Cooperation with international Antarctic partners plays a key role in the team’s success too. Australia works closely with French, Italian, American, Japanese, Chinese, Indian and New Zealand programs, sharing resources, such as whole aircraft or ships, seats on planes, traverse capabilities and medical expertise.
“Most seasons we utilise the French ship L’Astrolabe to resupply Macquarie Island, and in return we’ll fly French expeditioners to Concordia,” Robb says
“We provide our A319 to the United States for flights between Christchurch and McMurdo. We fly Chinese expeditioners on the Airbus to Wilkins and then across to Zhongshan Station by Chinese or Australian Basler. We’ve even provided A319 flights to the Norwegian program from Cape Town to their runway at Troll. And this year we sub-chartered our Basler to the New Zealand program.”
It’s all part of the spirit of cooperation enshrined in the Antarctic Treaty, which is critical in an emergency, but it also has financial and operational advantages, reducing the cost of operating in Antarctica and allowing countries to do more with less.

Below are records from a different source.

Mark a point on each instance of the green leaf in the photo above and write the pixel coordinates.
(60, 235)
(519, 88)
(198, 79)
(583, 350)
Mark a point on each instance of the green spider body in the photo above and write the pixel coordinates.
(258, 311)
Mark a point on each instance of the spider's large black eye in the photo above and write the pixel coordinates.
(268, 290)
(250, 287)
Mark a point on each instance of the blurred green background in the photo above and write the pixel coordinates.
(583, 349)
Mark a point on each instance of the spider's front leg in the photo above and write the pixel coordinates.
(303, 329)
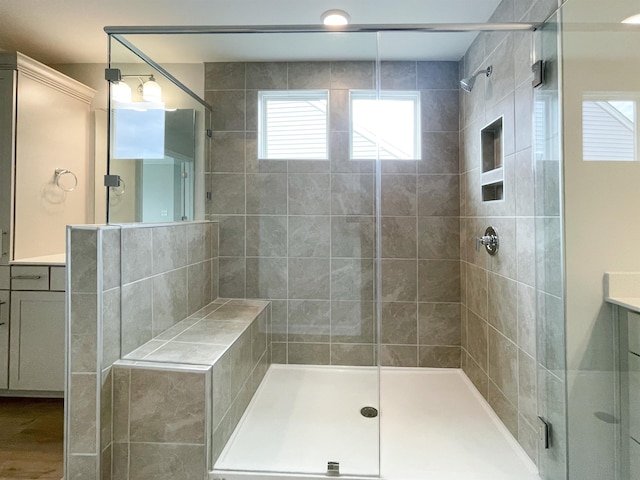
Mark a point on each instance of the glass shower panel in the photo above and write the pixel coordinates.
(157, 145)
(547, 157)
(297, 232)
(600, 92)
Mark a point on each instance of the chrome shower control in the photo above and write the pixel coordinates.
(489, 240)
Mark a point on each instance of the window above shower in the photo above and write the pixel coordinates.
(609, 127)
(293, 125)
(387, 125)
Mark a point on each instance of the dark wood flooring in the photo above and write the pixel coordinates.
(31, 435)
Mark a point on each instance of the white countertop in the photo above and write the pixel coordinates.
(58, 259)
(623, 289)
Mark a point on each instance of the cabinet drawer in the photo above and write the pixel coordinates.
(29, 278)
(58, 279)
(5, 278)
(633, 320)
(634, 396)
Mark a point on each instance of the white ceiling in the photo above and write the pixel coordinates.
(71, 31)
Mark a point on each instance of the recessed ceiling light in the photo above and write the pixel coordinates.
(634, 19)
(335, 17)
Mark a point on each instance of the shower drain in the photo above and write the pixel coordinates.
(369, 412)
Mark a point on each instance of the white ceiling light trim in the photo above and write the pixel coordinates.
(633, 19)
(335, 18)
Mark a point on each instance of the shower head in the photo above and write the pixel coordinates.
(467, 83)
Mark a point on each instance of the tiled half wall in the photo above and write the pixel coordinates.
(129, 283)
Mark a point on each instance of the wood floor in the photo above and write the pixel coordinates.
(31, 433)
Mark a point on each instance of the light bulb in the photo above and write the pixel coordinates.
(335, 18)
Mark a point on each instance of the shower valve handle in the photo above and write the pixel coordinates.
(489, 240)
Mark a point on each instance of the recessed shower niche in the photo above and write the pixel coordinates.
(491, 145)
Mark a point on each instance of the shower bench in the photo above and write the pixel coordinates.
(178, 397)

Australia’s operational capabilities in Antarctica have increased significantly over the past 10 years, since the introduction of intercontinental flights (via the A319) between Hobart and Wilkins Aerodrome in 2007, and increasing use of Twin Otter and Basler aircraft between stations. The A319 allows more people and cargo to flow between Australia and Antarctica, with connections to ships or smaller aircraft once in Antarctica. More recently, the Antarctic Division has partnered with the Royal Australian Air Force to use their heavy-lift C17-A Globemaster to deliver and retrieve heavy vehicles and outsize cargo that’s too big to fit in the A319 (Australian Antarctic Magazine 30: 24–25, 2016). In late 2016, the C17-A was used to airdrop supplies into deep field.
“Aviation has caused a paradigm shift in the way we operate in Antarctica,” Robb says.

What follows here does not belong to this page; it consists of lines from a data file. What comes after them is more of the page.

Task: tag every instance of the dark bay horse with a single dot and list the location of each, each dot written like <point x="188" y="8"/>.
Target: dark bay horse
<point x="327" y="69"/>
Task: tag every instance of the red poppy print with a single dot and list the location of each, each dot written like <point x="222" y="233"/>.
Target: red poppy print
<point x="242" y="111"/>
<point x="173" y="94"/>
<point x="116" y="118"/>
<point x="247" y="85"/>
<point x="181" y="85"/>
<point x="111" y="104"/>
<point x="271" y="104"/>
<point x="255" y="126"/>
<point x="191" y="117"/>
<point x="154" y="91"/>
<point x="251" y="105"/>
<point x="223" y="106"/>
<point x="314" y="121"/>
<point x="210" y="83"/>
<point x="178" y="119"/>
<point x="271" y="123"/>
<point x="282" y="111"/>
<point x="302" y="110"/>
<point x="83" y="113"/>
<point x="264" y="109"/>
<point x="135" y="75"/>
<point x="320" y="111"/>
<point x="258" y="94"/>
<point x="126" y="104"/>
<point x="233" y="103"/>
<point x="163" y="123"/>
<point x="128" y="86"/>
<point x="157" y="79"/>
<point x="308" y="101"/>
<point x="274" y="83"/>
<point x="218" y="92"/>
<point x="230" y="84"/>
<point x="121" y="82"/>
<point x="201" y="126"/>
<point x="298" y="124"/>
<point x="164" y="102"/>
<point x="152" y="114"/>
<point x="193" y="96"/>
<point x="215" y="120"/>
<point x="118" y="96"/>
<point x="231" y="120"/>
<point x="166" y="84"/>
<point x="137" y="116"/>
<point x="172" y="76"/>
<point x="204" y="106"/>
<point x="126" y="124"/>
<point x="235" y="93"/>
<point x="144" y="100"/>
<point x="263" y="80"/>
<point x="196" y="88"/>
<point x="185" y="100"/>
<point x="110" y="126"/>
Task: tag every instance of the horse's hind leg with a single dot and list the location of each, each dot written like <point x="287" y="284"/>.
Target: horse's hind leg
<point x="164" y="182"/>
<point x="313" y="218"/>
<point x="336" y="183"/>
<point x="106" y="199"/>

“Previously, operations were essentially quarantined to individual stations and run by the station leaders. Now we’re dispatching aircraft from our headquarters at Kingston, and all the stations are heavily connected to each other. So our operations are now more integrated, flexible and busy.”
Things are set to become a whole lot busier with the integration of the new icebreaker into the operations model in 2021 (Australian Antarctic Magazine 31: 2–6, 2016). Robb is also keen to see the Antarctic Division’s traverse capabilities return, and a scoping project is currently underway to determine what an Australian traverse capability might look like.

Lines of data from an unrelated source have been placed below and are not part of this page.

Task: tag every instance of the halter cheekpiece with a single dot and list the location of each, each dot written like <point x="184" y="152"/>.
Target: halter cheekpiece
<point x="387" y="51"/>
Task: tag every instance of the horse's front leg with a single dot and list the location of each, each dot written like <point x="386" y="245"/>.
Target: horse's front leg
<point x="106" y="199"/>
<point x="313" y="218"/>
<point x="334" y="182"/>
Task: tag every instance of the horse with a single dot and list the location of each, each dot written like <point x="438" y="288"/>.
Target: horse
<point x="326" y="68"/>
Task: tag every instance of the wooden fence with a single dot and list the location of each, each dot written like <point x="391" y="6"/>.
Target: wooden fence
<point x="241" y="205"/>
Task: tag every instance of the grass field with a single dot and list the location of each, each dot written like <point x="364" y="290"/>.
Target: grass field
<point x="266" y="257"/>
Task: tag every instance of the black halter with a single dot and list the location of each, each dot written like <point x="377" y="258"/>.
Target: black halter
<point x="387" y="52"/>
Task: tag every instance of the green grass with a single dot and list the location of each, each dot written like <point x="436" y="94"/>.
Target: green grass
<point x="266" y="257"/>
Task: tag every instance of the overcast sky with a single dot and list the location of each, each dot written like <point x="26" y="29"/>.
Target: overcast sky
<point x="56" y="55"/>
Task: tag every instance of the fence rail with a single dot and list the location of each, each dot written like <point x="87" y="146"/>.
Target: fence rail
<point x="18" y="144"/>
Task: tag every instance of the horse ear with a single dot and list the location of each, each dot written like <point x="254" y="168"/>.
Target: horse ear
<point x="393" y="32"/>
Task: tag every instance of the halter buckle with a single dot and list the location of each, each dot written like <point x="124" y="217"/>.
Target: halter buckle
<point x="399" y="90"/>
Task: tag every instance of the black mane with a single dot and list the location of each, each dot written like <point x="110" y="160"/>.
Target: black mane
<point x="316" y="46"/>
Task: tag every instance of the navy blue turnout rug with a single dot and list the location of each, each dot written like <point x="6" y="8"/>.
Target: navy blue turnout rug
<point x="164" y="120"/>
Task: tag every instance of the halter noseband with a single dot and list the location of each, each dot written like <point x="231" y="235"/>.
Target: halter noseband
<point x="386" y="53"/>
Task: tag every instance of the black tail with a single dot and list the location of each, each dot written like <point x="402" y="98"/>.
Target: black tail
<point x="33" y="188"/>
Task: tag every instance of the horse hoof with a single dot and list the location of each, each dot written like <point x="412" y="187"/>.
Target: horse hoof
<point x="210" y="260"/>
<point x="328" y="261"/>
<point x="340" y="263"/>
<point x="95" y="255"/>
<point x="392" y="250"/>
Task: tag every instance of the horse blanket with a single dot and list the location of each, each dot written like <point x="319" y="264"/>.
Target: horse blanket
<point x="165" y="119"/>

“Getting a traverse capability back will enable us to support deep field projects such as our ambition to drill a million-year old ice core,” Robb says.
“I think a combined aviation-traverse model, such as the one used during our Aurora Basin ice coring project in 2014, would be very powerful. The traverse allows you to get heavy equipment into a remote field site, while people, lighter equipment, and scientific samples can be moved quickly in and out by air.”
It’s an exciting time for the Australian Antarctic Program, with new cooperative arrangements, operational capabilities and technologies coming on-board in rapid succession. It all makes for busier and more complex seasons, which means more pressure points. But Robb says the Antarctic Division team has these covered.
“The last thing I want is for me or anyone else to be the single point of failure. So we’ve put good systems in place to ensure that other people can come in and do my job or other’s. That’s vital for my own health and for the organisation. Technology lets you do an interesting and exciting job wherever you are, but it’s critical that at times you can shut it all down.”